DÜNYA
‘Küresel ısınma’nın sorumlusu tekelci kapitalizm
‘Küresel ısınmaya yol açan sera gazlarının salınımında en büyük rolü emperyalist tekellerin oynadığı belgelendi.
YAŞANACAK DÜNYA– ‘Küresel ısınmaya yol açan sera gazlarının salınımında en büyük rolü emperyalist tekellerin oynadığı bilinen gerçeği yeni bir belgeyle tescillendi.
Karbon Bildirim Projesi tarafından hazırlanan rapora göre, 1988 yılından bu yana gerçekleşen karbon gazı salınımının yüzde 71’i sadece 100 şirket tarafından gerçekleştirildi. Raporda ayrıca, sera gazı salınımının yarısından fazlasının 25 dev tekel tarafından gerçekleştirildiği de vurgulanıyor.
Raporda dünyanın en büyük enerji tekelleri ExxonMobil, Shell, BP, Chevron ve Saudi Aramco, en çok karbon emisyonu üreten şirketler olarak tespit ediliyor.
1988 – 2017 arasındaki sera gazı salınımının aynı şekilde devam etmesi durumunda, 21. yüzyılın sonunda ortalama sıcaklıkların 4 santigrat derece daha yüksek hale geleceği uyarısı da yapılıyor.

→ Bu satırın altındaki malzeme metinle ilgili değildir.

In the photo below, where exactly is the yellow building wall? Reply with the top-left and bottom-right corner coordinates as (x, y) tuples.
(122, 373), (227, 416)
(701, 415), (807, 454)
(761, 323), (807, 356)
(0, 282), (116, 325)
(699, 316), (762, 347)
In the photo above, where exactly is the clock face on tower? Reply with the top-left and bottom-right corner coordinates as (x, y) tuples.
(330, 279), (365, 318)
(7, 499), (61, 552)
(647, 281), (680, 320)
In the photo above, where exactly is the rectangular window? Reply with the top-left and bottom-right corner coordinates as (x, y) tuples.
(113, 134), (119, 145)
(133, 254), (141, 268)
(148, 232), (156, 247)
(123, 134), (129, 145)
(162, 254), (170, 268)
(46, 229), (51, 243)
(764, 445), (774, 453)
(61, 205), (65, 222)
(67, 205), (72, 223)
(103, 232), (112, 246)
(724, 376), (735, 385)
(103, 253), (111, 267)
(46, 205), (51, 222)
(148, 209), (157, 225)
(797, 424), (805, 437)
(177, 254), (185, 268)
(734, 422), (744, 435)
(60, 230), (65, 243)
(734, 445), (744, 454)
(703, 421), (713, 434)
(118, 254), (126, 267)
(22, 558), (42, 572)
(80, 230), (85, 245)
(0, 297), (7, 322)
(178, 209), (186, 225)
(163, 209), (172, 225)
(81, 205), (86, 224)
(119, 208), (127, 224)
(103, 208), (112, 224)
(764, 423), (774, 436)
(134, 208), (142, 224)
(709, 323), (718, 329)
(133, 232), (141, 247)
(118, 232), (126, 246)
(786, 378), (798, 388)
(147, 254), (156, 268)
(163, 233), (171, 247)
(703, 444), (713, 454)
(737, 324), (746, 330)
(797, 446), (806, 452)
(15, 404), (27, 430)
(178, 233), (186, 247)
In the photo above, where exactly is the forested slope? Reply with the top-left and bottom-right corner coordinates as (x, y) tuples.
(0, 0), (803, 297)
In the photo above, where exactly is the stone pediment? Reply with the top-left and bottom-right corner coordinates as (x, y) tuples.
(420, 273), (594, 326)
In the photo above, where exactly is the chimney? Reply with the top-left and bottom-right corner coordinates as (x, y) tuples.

Sorunu ağırlaştıran neo-liberal ruhlu Kyoto Protokolüdür
Bilindiği gibi, neo- liberalizm ile birlikte örneğin, önceden kamuya ait olan ve kamunun yasa ve düzenlemelerine tabi olan yaşamsal öneme sahip alanlar özel sektörün piyasasına teslim edilmiştir. Bugüne kadar özel mülkiyetin konusunu oluşturmamış ‘hava’ ise biraz değişik ve burjuva dünyanın her şeyi baş aşağı eden mantığına uygun olarak özel mülk edinilmiştir.
Hava diğerlerinden farklı olarak, ele geçirilebilir olmadığından kolayca tekelci özel mülk haline getirilip değişim aracına dönüştürülememiştir. Havanın kendisi doğrudan metaya dönüştürülemediği için “Havayı Kirletme Hakkı“ alınıp satılan bir şeye çevrilmiştir.
İşte Kyoto Protokolü, tam da bu noktada devreye sokulmuştur. Sera etkisi olan gazlar özellikle CO2 yi kapsar ve hepsi CO2 eşdeğerliliğine göre ölçülür. Kyoto Protokolüyle ‘hava’ olumsuzlanarak metalaştırılmıştır. Böylece hava artık herkese ait olmaktan çıkıp, onu kirletme hakkı dolayımıyla satılabilir alınabilir hale getirilmiştir. Havayı kirletme hakkı dev tekellere devredilerek onlar arasında parsellenmiştir. Ve böylece ‘hava piyasası’ genişletilmiş, ortaya alınıp satılabilen karbon-krediler çıkmıştır.
Bu piyasa aynı zamanda emperyalist tekeller arasındaki rekabete da konu olmaktadır. Son dönemde özellikle otomotiv sektöründe -volkswagen örneğinde olduğu gibi- patlatılan skandallar bu bağlamdadır.
Uzun lafın kısası, iklim değişikliği, küresel ısınma problemi diye anılan sorunları çözmek adına emperyalist-kapitalizmin yapıp ettikleri sorunu ağırlaştırmaktan başka sonuç vermemektedir.
Tekelci karların azami düzeyde tutulması mantığıyle hareket eden bu sistem yıkılmadıkça doğanın-çevrenin-atmosferin yıkımı artarak devam edecektir.